(Ralph D. Freso/Reuters)

Three-quarters of Marylanders who bought guns over the past decade say they completed a background check before being allowed to make their most recent purchase, and the vast majority bought guns in traditional gun shops, according to a new Washington Post poll.

The survey arrives as Maryland's Senate passed sweeping new gun restrictions Friday proposed by Gov. Martin O'Malley (D), including expanded background checks and a handgun licensing program. While Maryland law currently requires background checks for handgun and assault rifle purchases, little information has been available on the share of gun shoppers who undergo such checks — either in Maryland or nationally.

In the new poll, 77 percent of Maryland residents who bought a gun in the past 10 years say they went through a background check; 21 percent say they did not. (Given the rarity of Marylanders purchasing guns, there is a sizable 11.5 percentage point error margin for the results among this group.) 

The vast majority of buyers — 81 percent — say they made their purchase at a traditional gun store rather than a gun show (9 percent) or somewhere else (10 percent). The poll finds little correlation between location of purchase and undergoing a background check.

While people buying guns from federally licensed stores have, since 1998, been required to undergo an instant FBI background check, it’s not clear the people  who say they didn’t undergo background checks broke the law. The survey asked about gun buying experiences over a 10-year period, so respondent recall may be an issue. The point precision is also not exact, given the relatively small number of Marylanders who say they have purchased a gun in the past decade.
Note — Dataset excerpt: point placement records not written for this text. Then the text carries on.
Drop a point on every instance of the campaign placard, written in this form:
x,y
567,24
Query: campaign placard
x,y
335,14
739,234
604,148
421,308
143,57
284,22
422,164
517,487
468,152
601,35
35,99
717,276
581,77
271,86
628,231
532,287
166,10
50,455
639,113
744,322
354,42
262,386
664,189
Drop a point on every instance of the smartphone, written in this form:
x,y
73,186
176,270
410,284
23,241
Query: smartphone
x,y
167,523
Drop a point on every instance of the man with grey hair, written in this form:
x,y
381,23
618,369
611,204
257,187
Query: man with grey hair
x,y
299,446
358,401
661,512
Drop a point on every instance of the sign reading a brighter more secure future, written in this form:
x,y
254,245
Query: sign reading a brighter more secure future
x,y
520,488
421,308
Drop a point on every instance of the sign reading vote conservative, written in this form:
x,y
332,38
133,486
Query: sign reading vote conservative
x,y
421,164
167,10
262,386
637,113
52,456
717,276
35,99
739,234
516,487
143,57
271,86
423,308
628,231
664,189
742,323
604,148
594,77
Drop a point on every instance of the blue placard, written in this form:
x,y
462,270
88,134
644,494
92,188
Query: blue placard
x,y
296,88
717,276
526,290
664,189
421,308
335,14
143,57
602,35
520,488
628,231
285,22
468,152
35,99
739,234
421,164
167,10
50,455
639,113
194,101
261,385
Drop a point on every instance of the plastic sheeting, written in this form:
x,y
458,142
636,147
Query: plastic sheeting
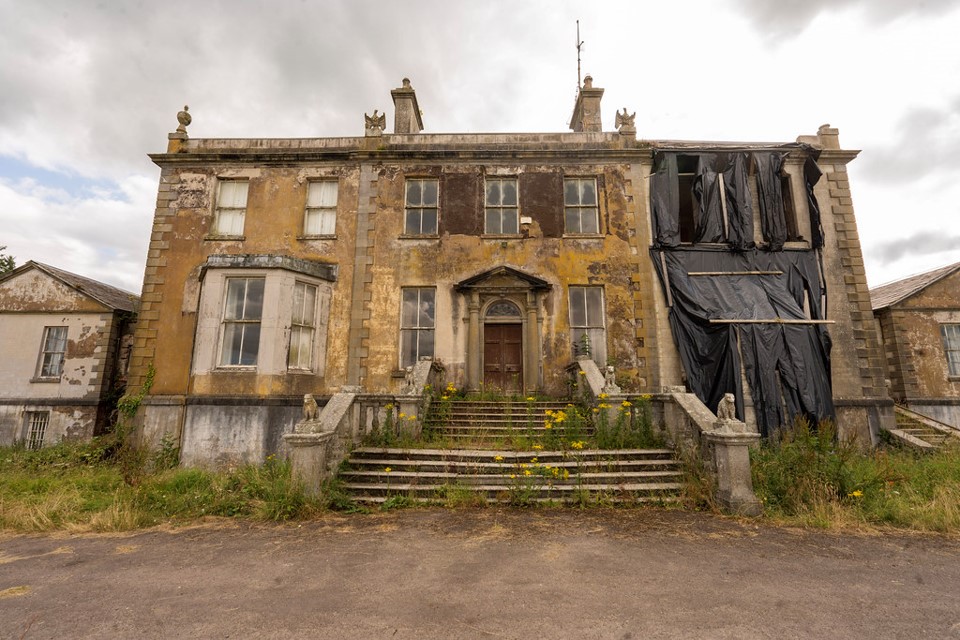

While nearly three in 10 Marylanders live in households with a firearm, buying a gun is a rare experience in the state. Only one in 10 residents say they've personally bought a firearm at any point in the past 10 years, including only three in 10 of those in gun households.

The survey paints a nuanced portrait of these recent gun buyers. The group is overwhelmingly male (79 percent) and white (74 percent), and equally split between Democrats and Republicans, while Marylanders overall lean steeply toward the Democrats. But recent gun shoppers largely resemble the rest of the state in other respects, such as age, income and education.

The Post poll was conducted Feb. 21-24, among a random sample of 1,156 adult residents of Maryland. The results from the full survey have a margin of error of plus or minus 3.5 percent. The error margin is 11.5 points for the sample of 103 respondents who bought a gun in the past 10 years.

Writer Aaron C. Davis, Capital Insight polling director Jon Cohen and pollster Peyton M. Craighill contributed to this report.

Clement is a pollster with Capital Insight, the independent polling group of Washington Post Media.